The combat of the game plays much like any beat’em up. Triangle/Y is a normal chainsaw attack, Square/X is a pom-pom attack which can stun enemies, X/A is a low chainsaw attack, and Circle/B is dodge. Through-out the game you can unlock different combinations that result in higher damage attacks. Unfortunately there just aren’t that many combos and if you’re looking to just get through the game you can get away with button mashing. If you really wanted to, you can leapfrog (dodge) over an enemy, kick drop to stun them, and then just swing the chainsaw to finish them off the whole game. That’s not to say combinations aren’t necessary, you’ll have a hard time getting a high score and “sparkle hunting” (more on that later) if you don’t use combos. Pulling off combos can also be a hassle as the game isn’t exactly very fluid with its motion. At times you’ll finish the button combinations well in advance of the actual action that takes place. Lock-on is handy for bosses but not so much with regular enemies as anytime you knock down an enemy it’ll unlock. This is a shame because unless you’re pointing the left analog stick at the enemy, you will most likely miss. The chainsaw dash is practically useless as you’ll only really need it for designated sections of the game.

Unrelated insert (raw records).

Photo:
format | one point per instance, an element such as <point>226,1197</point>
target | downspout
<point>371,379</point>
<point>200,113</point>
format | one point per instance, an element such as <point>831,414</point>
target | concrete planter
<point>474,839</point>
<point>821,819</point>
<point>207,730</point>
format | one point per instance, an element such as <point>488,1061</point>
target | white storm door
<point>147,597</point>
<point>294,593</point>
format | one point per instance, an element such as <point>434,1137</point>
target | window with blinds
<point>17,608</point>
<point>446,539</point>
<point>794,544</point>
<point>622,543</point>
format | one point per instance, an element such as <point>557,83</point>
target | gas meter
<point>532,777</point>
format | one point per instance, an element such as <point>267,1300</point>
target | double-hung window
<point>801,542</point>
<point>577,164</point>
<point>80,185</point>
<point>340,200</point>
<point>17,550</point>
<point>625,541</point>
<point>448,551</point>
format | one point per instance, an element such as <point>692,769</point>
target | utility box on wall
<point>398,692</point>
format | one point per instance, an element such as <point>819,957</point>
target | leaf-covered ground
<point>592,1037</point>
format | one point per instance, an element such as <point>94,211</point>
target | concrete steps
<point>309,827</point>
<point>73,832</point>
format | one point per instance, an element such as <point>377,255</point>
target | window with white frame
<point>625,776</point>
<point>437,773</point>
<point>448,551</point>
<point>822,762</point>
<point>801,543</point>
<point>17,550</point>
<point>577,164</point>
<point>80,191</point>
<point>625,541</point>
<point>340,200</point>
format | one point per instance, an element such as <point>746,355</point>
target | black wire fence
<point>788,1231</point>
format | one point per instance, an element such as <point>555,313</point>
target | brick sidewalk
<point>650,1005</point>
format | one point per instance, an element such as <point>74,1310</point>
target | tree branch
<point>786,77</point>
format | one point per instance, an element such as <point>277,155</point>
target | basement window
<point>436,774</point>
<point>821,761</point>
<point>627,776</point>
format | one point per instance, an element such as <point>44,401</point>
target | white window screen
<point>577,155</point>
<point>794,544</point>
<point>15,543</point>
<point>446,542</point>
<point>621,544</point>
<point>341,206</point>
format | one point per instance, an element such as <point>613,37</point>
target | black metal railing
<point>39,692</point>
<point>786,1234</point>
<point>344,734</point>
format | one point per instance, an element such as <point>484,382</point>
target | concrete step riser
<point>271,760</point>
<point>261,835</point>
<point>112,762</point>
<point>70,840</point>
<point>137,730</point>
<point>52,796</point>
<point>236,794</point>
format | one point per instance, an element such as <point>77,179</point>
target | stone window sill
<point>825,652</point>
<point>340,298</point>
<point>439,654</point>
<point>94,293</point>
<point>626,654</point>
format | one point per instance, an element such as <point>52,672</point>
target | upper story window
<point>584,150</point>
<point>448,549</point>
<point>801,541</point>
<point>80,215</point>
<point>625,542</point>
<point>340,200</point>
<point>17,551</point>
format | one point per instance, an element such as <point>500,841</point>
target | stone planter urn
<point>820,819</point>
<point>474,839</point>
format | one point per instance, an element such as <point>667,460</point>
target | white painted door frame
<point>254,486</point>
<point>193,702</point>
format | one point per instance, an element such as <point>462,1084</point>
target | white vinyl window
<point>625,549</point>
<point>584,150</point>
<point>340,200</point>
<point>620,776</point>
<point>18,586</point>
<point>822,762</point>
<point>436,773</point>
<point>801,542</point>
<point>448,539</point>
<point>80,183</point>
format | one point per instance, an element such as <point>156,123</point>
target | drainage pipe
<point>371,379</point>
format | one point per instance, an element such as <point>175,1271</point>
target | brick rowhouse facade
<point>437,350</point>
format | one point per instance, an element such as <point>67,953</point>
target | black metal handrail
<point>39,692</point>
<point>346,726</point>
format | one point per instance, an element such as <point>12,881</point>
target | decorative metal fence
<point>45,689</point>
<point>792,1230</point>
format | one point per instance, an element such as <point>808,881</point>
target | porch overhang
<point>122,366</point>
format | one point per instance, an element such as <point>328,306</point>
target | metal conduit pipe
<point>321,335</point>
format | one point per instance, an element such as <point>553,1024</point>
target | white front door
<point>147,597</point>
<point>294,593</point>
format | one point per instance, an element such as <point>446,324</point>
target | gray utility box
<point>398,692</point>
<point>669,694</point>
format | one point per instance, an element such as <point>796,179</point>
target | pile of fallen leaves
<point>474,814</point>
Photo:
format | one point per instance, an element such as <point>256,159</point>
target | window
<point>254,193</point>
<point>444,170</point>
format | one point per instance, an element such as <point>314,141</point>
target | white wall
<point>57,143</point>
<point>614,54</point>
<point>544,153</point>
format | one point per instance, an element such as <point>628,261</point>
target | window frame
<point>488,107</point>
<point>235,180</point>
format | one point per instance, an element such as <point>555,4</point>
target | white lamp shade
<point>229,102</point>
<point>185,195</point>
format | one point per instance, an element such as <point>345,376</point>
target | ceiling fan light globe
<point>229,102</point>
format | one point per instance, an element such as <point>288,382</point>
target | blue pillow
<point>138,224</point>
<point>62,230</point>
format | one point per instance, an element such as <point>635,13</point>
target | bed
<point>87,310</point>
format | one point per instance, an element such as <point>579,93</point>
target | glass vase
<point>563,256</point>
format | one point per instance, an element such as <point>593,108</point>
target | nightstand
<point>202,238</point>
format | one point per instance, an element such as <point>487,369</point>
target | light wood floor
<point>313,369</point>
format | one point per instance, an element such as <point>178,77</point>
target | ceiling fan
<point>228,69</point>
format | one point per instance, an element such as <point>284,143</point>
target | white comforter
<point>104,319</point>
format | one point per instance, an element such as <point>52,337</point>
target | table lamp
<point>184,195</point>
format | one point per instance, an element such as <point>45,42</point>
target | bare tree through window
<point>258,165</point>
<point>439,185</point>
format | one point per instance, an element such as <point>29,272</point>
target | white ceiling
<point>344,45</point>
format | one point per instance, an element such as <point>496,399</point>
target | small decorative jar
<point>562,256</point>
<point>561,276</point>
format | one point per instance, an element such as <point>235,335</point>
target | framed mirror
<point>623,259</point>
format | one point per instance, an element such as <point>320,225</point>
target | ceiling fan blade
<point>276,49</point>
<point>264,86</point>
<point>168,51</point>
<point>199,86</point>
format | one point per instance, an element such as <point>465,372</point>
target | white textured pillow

In order to unlock combos, outfits, music, and concept art you need zombie medals. Those come in two types: gold, which are the easiest to find as you get them just by killing zombies or smashing objects, and platinum, which are rare and can only be obtained under certain circumstances. Named enemies will almost guarantee you platinum medals, but there aren’t that many named enemies which makes “sparkle hunting” your easiest option. “Sparkle hunting” is when you kill three or more enemies at a time, the more you kill at one time the more platinum medals you obtain. Sparkle hunting is made easier by taking advantage of Nick tickets, which when activated allows you to use Nick’s head in various ways to stun enemies, or active Star Soul Power, which makes enemies (except bosses) a one hit kill while it plays the song “Hey Mickey.”
There are various mini-games spread out through the game, but most of them are repeated. Zombie basketball, and mowing down zombies in a combine are fun, but it felt like they ran out of ideas when they used them in more than one place. The worst offender is when placing Nick’s head on a headless zombie you’re treated to an (almost) impossible to fail mini-game in which you press certain buttons when prompted to have him do whatever action he’s needed to do. While the act usually is funny with Juliet cheering him on in the background with him occasionally humming a little tune, it felt like they could’ve done a lot more than that. The arcade level does have a much better variety of mini-games which puts Juliet into situations that resemble classic video games such as Pac-man and Elevator Action.
The game is relatively short with about a 5-7 hours single player campaign. Short doesn’t mean it’s bad though as it also doesn’t outstay its welcome. It was obviously built to be replayed with many extras to unlock and leaderboards to compete with your best score.
For those who enjoy Grasshopper Manufacture games, Lollipop Chainsaw is a must buy as it retains Suda 51’s signature style. While certainly his most accessible game to date, it still suffers from not-so-terrific gameplay which may not appeal to newer audiences. If you’re looking for some brainless fun though, you can definitely do worse.